By comparison, marijuana has been on at least one county’s Democratic ballot every year since 2014, all winning lopsidedly at the polls:
- Cherokee and Whitfield Dems on recreational, Richmond Dems on medical (2014)
- Catoosa Dems on medical marijuana (2016)
- Forsyth and Glynn Dems on recreational (2018)
- Forsyth and Walton Dems for recreational (2020)
How to capitalize on advisory questions
I think that party advisory questions, while incredibly flawed in only being placed by party leaders on separate primary ballots, offer an opportunity for massive polling of the primary-voting public on issues, not only for well-established party platforms but also for newer ideas which have yet to be incorporated into party platforms. In addition, polling of the primary-voting public through advisory questions can offer glimpses into regional divides, nuances and knowledge about newer ideas.
For example, Cobb4Transit’s post on the results of two 2020 Democratic advisory questions in Cobb County – Question 7 on a one-center sales tax for transit funding, and Question 8 on MARTA expansion into Cobb – provides an in-depth look at the nuances of support for these positions on the Democratic side in Cobb County.

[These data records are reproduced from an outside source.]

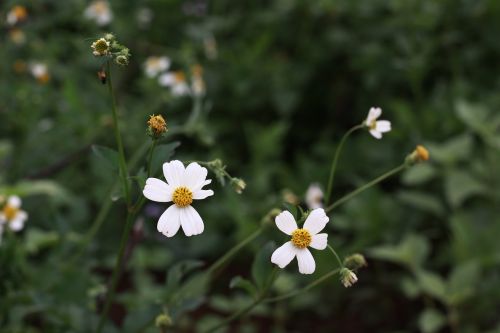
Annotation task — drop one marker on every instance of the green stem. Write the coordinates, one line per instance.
(335, 160)
(121, 152)
(366, 186)
(303, 290)
(336, 256)
(216, 265)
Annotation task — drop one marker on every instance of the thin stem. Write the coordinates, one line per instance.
(216, 265)
(121, 152)
(335, 160)
(366, 186)
(336, 256)
(303, 290)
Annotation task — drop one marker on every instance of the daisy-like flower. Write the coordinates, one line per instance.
(307, 236)
(156, 65)
(40, 72)
(16, 14)
(11, 216)
(100, 12)
(182, 187)
(377, 127)
(176, 81)
(314, 196)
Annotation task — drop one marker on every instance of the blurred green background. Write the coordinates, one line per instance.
(285, 79)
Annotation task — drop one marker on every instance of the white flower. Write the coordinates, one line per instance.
(314, 196)
(301, 239)
(176, 81)
(100, 12)
(183, 185)
(155, 65)
(377, 127)
(11, 216)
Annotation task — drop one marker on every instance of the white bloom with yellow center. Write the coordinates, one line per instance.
(156, 65)
(182, 187)
(314, 196)
(307, 236)
(377, 127)
(100, 12)
(176, 81)
(11, 216)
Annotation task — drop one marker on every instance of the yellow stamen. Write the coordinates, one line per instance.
(301, 238)
(182, 196)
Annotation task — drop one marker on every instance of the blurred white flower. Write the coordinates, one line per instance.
(377, 127)
(16, 14)
(40, 71)
(11, 215)
(176, 81)
(301, 239)
(314, 196)
(182, 186)
(156, 65)
(100, 12)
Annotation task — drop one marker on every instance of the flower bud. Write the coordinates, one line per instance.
(355, 261)
(347, 277)
(157, 126)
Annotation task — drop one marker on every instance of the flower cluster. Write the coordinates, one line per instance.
(107, 46)
(11, 215)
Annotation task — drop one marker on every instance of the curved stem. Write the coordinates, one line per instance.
(216, 265)
(121, 152)
(366, 186)
(336, 256)
(303, 290)
(335, 160)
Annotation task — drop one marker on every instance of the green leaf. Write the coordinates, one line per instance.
(106, 156)
(248, 286)
(431, 321)
(460, 185)
(162, 154)
(411, 251)
(262, 266)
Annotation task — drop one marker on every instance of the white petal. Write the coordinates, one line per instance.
(319, 241)
(202, 194)
(316, 221)
(157, 190)
(383, 126)
(284, 254)
(14, 201)
(373, 114)
(195, 176)
(170, 221)
(307, 265)
(286, 222)
(174, 173)
(191, 221)
(376, 134)
(18, 222)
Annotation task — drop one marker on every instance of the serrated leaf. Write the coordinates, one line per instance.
(248, 286)
(262, 266)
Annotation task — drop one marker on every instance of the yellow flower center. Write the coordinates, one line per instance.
(182, 196)
(301, 238)
(10, 212)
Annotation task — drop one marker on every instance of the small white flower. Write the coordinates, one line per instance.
(301, 239)
(100, 12)
(182, 186)
(155, 65)
(314, 196)
(176, 81)
(377, 127)
(11, 216)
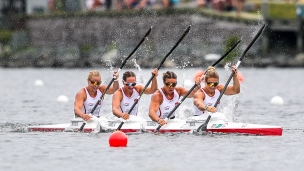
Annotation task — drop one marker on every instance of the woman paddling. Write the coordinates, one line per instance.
(165, 98)
(124, 98)
(88, 96)
(205, 98)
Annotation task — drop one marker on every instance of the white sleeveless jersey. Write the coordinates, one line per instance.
(127, 102)
(210, 101)
(168, 105)
(90, 103)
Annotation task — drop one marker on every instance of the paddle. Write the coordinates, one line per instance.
(203, 127)
(123, 63)
(193, 87)
(161, 63)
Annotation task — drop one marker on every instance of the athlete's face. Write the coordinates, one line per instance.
(94, 82)
(211, 84)
(170, 84)
(130, 83)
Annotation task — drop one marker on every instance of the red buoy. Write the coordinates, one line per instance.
(198, 74)
(118, 139)
(240, 77)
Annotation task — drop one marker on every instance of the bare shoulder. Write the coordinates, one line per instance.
(157, 94)
(139, 87)
(102, 87)
(117, 92)
(81, 94)
(220, 87)
(180, 90)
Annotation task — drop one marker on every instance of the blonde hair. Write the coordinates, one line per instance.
(169, 74)
(211, 73)
(93, 73)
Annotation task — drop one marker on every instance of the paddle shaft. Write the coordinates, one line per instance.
(203, 127)
(112, 80)
(153, 75)
(193, 87)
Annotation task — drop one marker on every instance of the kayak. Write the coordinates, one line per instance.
(217, 124)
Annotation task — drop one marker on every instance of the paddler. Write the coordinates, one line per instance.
(205, 98)
(164, 99)
(124, 98)
(88, 96)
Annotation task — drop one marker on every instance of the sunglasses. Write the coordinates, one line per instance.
(171, 84)
(130, 84)
(95, 82)
(211, 84)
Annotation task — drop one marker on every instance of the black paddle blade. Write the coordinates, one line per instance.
(119, 126)
(204, 126)
(82, 126)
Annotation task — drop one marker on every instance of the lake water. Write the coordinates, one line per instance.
(23, 104)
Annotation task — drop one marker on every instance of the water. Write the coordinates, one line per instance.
(23, 103)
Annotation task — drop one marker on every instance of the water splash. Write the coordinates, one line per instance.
(231, 102)
(13, 127)
(110, 69)
(139, 75)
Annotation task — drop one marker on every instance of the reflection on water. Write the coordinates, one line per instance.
(23, 104)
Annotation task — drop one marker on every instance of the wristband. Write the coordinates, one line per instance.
(206, 107)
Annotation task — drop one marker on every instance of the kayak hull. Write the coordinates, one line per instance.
(217, 124)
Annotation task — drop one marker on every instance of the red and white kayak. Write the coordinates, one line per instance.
(217, 124)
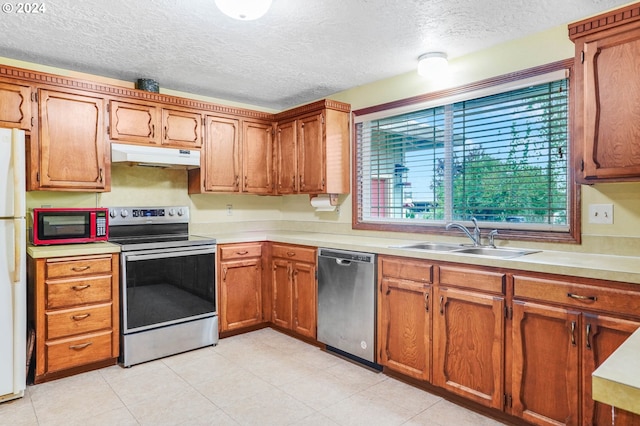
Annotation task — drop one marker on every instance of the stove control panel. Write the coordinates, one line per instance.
(133, 215)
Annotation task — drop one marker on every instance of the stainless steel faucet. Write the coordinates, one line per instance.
(475, 237)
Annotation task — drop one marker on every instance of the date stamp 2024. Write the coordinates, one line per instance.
(33, 8)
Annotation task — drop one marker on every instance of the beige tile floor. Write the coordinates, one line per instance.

A 2020 Republican statewide question (Republican Question 2), which called for establishing closed party primaries to determine primary winners, failed by 1-2%. The data shows that the idea has support among Republicans in northern and coastal Georgia, with the greatest opposition coming from western, middle and southern Georgia Republicans. A similar question was asked to South Carolina Republicans in the 2018 and 2020 primaries, receiving 92.30% and 86.47% respectively.

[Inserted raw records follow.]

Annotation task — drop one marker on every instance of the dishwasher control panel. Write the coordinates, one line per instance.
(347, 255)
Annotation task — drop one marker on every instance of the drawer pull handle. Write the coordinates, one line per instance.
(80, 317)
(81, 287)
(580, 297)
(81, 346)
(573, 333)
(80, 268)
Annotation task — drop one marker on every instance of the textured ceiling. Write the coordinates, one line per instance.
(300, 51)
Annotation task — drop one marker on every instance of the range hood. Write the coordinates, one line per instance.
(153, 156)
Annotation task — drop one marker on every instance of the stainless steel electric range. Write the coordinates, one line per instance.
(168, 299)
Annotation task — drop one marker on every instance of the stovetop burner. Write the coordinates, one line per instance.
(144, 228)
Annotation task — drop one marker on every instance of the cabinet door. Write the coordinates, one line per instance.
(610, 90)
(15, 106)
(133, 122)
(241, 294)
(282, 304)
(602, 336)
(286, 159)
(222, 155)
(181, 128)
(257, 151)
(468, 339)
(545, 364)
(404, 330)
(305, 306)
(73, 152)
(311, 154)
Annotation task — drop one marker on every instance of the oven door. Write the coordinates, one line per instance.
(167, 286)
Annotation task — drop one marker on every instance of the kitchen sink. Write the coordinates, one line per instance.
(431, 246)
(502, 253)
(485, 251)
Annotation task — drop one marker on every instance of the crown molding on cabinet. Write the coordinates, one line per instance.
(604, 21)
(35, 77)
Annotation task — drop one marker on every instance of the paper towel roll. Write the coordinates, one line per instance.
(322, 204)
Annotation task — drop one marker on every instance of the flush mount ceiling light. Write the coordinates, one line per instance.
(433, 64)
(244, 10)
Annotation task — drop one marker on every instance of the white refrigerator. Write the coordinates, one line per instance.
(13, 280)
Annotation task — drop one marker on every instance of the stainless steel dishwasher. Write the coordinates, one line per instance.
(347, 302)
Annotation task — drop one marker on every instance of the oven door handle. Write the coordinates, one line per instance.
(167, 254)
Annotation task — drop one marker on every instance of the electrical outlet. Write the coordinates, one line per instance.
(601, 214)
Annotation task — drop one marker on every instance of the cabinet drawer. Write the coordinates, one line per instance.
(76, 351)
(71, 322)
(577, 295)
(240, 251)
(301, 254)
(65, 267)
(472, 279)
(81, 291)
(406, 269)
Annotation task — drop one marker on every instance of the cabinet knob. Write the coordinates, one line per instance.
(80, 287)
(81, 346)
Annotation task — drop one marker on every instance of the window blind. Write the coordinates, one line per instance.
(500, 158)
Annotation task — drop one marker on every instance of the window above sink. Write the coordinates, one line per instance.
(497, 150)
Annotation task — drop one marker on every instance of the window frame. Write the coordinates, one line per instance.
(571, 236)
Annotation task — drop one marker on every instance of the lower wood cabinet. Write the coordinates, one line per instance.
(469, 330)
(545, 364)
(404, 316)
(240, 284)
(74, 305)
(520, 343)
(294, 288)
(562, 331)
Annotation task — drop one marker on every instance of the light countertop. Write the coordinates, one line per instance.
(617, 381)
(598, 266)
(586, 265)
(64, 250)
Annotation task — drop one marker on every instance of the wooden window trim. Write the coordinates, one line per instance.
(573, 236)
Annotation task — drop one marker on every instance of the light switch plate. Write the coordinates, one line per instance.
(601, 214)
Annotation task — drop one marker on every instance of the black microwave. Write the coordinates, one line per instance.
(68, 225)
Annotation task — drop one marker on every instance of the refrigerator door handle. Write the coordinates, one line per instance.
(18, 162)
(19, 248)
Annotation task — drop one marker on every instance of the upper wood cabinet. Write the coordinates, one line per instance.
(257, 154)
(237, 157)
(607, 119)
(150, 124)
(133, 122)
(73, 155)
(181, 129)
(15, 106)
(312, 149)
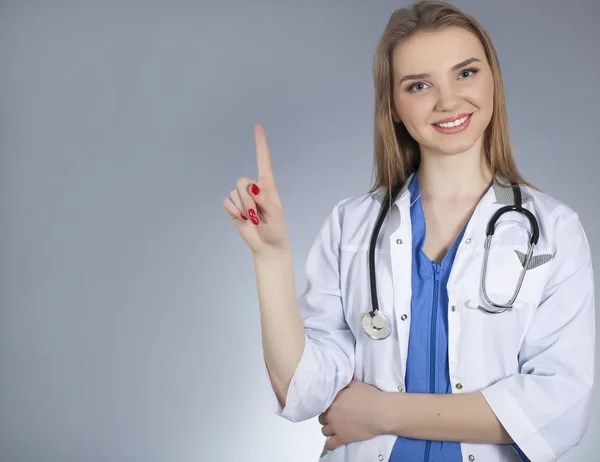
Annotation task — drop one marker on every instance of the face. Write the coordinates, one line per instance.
(440, 75)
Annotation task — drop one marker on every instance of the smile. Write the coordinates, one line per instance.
(454, 123)
(454, 126)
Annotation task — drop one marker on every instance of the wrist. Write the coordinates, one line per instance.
(390, 410)
(275, 253)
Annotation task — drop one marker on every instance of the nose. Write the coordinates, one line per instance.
(447, 99)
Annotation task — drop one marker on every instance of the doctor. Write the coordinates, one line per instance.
(443, 374)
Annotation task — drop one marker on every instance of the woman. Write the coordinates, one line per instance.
(459, 373)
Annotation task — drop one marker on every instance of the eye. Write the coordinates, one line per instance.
(473, 71)
(414, 87)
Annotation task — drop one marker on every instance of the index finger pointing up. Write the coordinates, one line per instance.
(263, 157)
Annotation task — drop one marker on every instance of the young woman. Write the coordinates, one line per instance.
(433, 343)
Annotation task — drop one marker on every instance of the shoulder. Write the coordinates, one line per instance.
(552, 211)
(361, 207)
(559, 222)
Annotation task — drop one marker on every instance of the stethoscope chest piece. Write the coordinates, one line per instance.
(377, 326)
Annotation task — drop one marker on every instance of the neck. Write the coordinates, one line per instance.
(459, 176)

I expect marijuana legalization to be on the Democratic statewide party primary ballot in 2022. It may be the biggest question that the Democratic Party of Georgia hasn’t yet asked on the statewide ballot, after a near decade of asking primary voters their position on already-settled party positions such as Medicaid expansion, expanding HOPE access and gun control.
Similarly, for LGBT civil rights activists, Whitfield’s 2014 Democratic Question 6 and Cobb’s 2020 Democratic Question 11, both of which asked voters whether their county should pass a non-discrimination law covering sexual orientation and gender identity (Cobb’s listed more categories), received resounding endorsements, winning 75.58% in Whitfield and 97.41% in Cobb. This is another question that the DPG State Chair should be encouraged to ask to Democrats statewide, in regards to the proposed Georgia Civil Rights Act.
But finally, more county commissions should be encouraged to follow Wisconsin’s example in placing advisory questions on the November general election ballot.